The real solution for facebook and others would be to make large, static content, such as images, stylesheets available on another, cache-able domain, and not send cookies on this domain. The dynamic content -- and javascript -- should stay on the main domain and be encrypted.
"Let's just encrypt everything all the time" is just a narrow-minded comment of an end-user.
Re:Let's just encrypt everything all the time (Score:4, Insightful)
Sure, why not? I tested mine, it can do aes-128 at 8MB/s. That may not seem like terribly fast, but it's faster than the ideal case for 3G (with the real world rate being considerably lower)
My laptop (nothing especially impressive, chosen for battery time and not power) can do it at 90MB/s. My desktop does it at 250MB/s, and isn't terribly new either (Phenom II 940).
Yes? Because those places either have no access to anything modern anyway, or nobody cares about what the law says. Encryption is so common that many games like WoW use it.
Why? You provide no good justification for it. The fact is that currently encryption is fast even on limited devices on cell phones, and on modern hardware doing full disk encryption amounts to a rounding error. Encryption is also easy to implement in hardware, where it gets even better performance.

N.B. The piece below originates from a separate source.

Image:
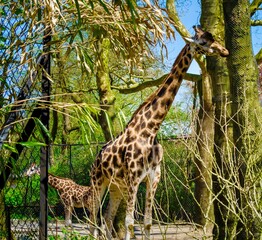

I don't understand why would it be "hubris" anyway. The way I see it, everything remotely possible should be encrypted, all the time. There's no good reason for random third parties to be looking at my packets anyway.
Re:A little paranoia here... (Score:3, Insightful)
So what?
Re:Let's just encrypt everything all the time (Score:2, Insightful)
No, you asshat. We just don't care about certain things remaining private that you care about. You might as well say anyone who goes outside "does not care about privacy."
I don't care if a corporation knows I like Ben Folds and have a friend who goes to MIT. I do care if a random person at Borders can log in as me and change my profile picture to Goatse or send a message to a friend insulting them subtly, so that it is not obvious that I was hacked.